Engager la conversation pour atteindre le patient

Le médecin, en tant que garant de la santé de son patient, est en première ligne dans la lutte contre le tabagisme, à fortiori en ces temps de pandémie. Le dossier médical du patient étant maîtrisé par son médecin, il appartient à ce dernier de trouver les mots, sans déformer la réalité, pour inciter son patient à s’engager dans la voie du sevrage tabagique. Certains logiciels permettent de « calculer » le meilleur protocole de sevrage tabagique en fonction du dossier médical du patient.

Reconnaître que la dépendance à la nicotine est puissante

Plus de la moitié des fumeurs qui essaient d’arrêter de fumer de leur propre chef échouent. Le rôle du médecin et du professionnel de santé est donc décisif en la matière. Le patient et son médecin doivent s’accorder sur le fait que la dépendance à la nicotine est puissante et qu’elle nécessite à la fois des conseils avisés, une certaine motivation et des médicaments et/ou des alternatives moins nocives dans une optique de transition. La cigarette électronique peut jouer ce rôle, pour peu qu’elle soit utilisée dans un cadre médical avec un protocole de diminution progressive de la dose de nicotine dans le temps. Les cigarettes électroniques Vaporesso, par exemple, permettent l’utilisation d’un e-liquide sans nicotine.

Deux personnes sur trois essaient d'arrêter de fumer « brusquement »

Plus de 60 % des adultes des pays de l’OCDE ayant déjà fumé des cigarettes ont arrêté. Mais parmi ceux qui fument encore, plus des deux tiers tentent d’arrêter avec un sevrage brusque qui se traduit par des effets secondaires assez violents, avant d’échouer. Le fait de vouloir arrêter de fumer de son propre chef témoigne d’une belle motivation… qui doit être canalisée par le médecin pour augmenter les chances de réussite du sevrage.

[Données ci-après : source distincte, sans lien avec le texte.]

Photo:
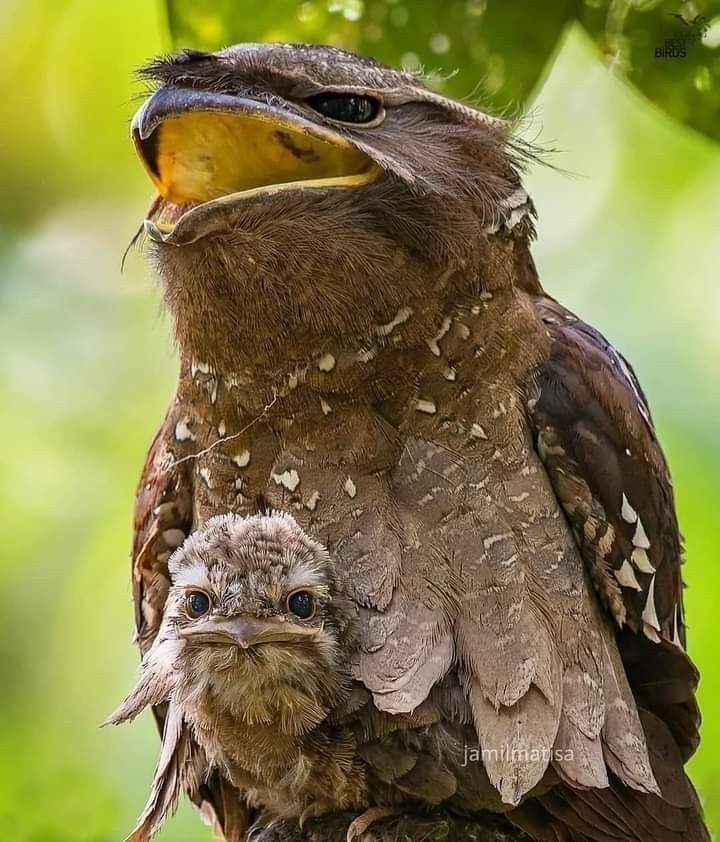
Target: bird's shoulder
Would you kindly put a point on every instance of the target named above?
(595, 435)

Il existe des disparités en matière de sevrage tabagique. Nous avons connu des baisses historiques du tabagisme, mais de nombreux groupes sont laissés pour compte. On a constaté que le taux de tabagisme était le plus élevé dans la communauté LGBTQ, les personnes souffrant de troubles mentaux et les classes sociales les moins aisées. En somme, le tabagisme que l’on qualifiera de « long-termiste » touche surtout des sous-populations fragiles qui ont d’autres priorités… reléguant le sevrage tabagique en bas de la liste.

Expliquer comment l'arrêt du tabac améliore la santé

L'arrêt du tabac réduit le risque de développement de nombreuses maladies chroniques, à la tête desquelles le cancer, les maladies cardiovasculaires et les maladies pulmonaires obstructives. L'arrêt du tabac doit être discuté avec chaque patient fumeur, quel que soit le motif de sa visite chez le médecin. Ce dernier pourra, le cas échéant, faire le lien entre le tabagisme et l’état de santé du patient.